The Ravens defense held the Cincinnati Bengals scoreless, it was the first shutout in a season opener since 1979. (Kevin Richardson / Baltimore Sun video)

While much of the attention Sunday was on the season-opening debut of former Cowboys quarterback Tony Romo as analyst on the top NFL broadcast team at CBS, a smaller story about the network's football coverage has gone less noticed.

CBS Sports has done a good job of deepening its bench and bringing younger and more enthusiastic play-by-play announcers and analysts to weekly lineups of five and six games — especially in smaller markets. Case in point: the call of Spero Dedes and Adam Archuleta in the Ravens' 20-0 win over the Cincinnati Bengals Sunday.


There was nothing terrific about either of them. But they were informed, largely held their focus and did not run their mouths about their careers or personal feelings. That's what some of the over-the-broadcast-hill former players and their play-by-play partners did in the bad old days when too many folks in the CBS booths acted like they were at a sports banquet celebrating their careers instead of working to make the game more accessible and enjoyable to fans.

(Readers of this column over the years will know who I am talking about. No need to beat up on folks who are no longer employed at CBS. OK, Dan Dierdorf?)

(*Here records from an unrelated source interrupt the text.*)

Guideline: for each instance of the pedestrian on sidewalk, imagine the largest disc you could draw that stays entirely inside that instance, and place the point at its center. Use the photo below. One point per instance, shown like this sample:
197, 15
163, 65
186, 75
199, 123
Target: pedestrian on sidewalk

Dedes made some mistakes, like saying the Ravens were going to run out the clock at the end of the first half when they were clearly trying to get into field-goal range. But he instantly corrected himself.

Archuleta seemed a little over-invested early on in a story line of Joe Flacco that said no quarterback is likely to be very sharp after missing the entire pre-season. But once it became clear that Flacco was plenty sharp enough to make the throws he had to in beating the Bengals, Archuleta gave him his due.

I did think he was a little slow in noticing how disruptive Terrell Suggs was early on. But, again, there were a lot of other strong defensive performers for the Ravens before Suggs took control of the game as few players can.

Archuleta's most-perceptive analysis of the day involved him talking about how Ravens pass defenders "seemed to know what is coming before the Bengals do … and are in perfect position."

The next beat in that analysis should have been to talk about why that was happening. Was it scouting? Was it coaching? Are the linebackers and secondary that good?

Check out what the Baltimore Sun sports staff had to say about the Ravens' 20-0 win in the season opener against the Bengals.

Archuleta could have done a lot more in that regard. But, at least, he noticed and commented on what was happening.

Sideline reporter Melanie Collins made the most of her on-air time. With 4:10 left in the first quarter, she had details and confirmation of the injury to Ravens running back Danny Woodhead. That was less less than 30 game-clock seconds after he went down grabbing his hamstring.

I thought Collins also did a good job of getting details and explaining why Flacco was in the medical tent on the sidelines at the end of the third quarter.

With 14:35 left in the 4th quarter, she told viewers that an "independent spotter" had seen his head hit the turf when he was sacked and thought he should be checked for concussion. The way the Ravens have been snakebit by injuries I was delighted with the news that he was cleared to continue on the field.

If someone beat her on social media, big deal. CBS Sports is legacy media, and legacy media still try to actually confirm stuff.

If you are looking to give a game ball to somebody, I would give it to director Jim Cornell and producer Sellers Shy. They had cameras in the right places on most of the key plays and generally followed with informative replays. And when you are telecasting primarily to Baltimore and Cincinnati, you have fewer cameras.

They had an excellent replay on the Flacco sack that showed the vicious whiplash he experienced as he was sandwiched by Geno Atkins and Carlos Dunlap.


They had sharp focus on each of the tipped balls that led to Ravens interceptions and most of the key penalties.

No, there was nothing to rave about in this telecast. But there was nothing to make your head explode either. And I remember the days only a few years ago when CBS crews were missing kickoffs and analysts were talking about their Halloween costumes instead of what was happening on the field.

I will take Sunday's telecast any day.